Diffusion Model Conditioning on Gaussian Mixture Model and Negative Gaussian Mixture Gradient
This work addresses a specific issue in generative modeling for researchers, offering incremental improvements in conditioning and training stability for diffusion models.
The paper tackled the problem of improving diffusion model conditioning by using Gaussian mixture models (GMMs) as feature conditioning, showing that this approach reduces defect generations compared to class conditioning, with experiments supporting the findings. It also introduced a novel negative Gaussian mixture gradient (NGMG) function to enhance training stability and theoretically linked it to benefits similar to the Earth Mover distance.

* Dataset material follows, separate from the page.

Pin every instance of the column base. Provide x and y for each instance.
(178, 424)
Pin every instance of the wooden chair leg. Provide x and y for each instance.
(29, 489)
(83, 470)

Diffusion models (DMs) are a type of generative model that has a huge impact on image synthesis and beyond. They achieve state-of-the-art generation results in various generative tasks. A great diversity of conditioning inputs, such as text or bounding boxes, are accessible to control the generation. In this work, we propose a conditioning mechanism utilizing Gaussian mixture models (GMMs) as feature conditioning to guide the denoising process. Based on set theory, we provide a comprehensive theoretical analysis that shows that conditional latent distribution based on features and classes is significantly different, so that conditional latent distribution on features produces fewer defect generations than conditioning on classes. Two diffusion models conditioned on the Gaussian mixture model are trained separately for comparison. Experiments support our findings. A novel gradient function called the negative Gaussian mixture gradient (NGMG) is proposed and applied in diffusion model training with an additional classifier. Training stability has improved. We also theoretically prove that NGMG shares the same benefit as the Earth Mover distance (Wasserstein) as a more sensible cost function when learning distributions supported by low-dimensional manifolds.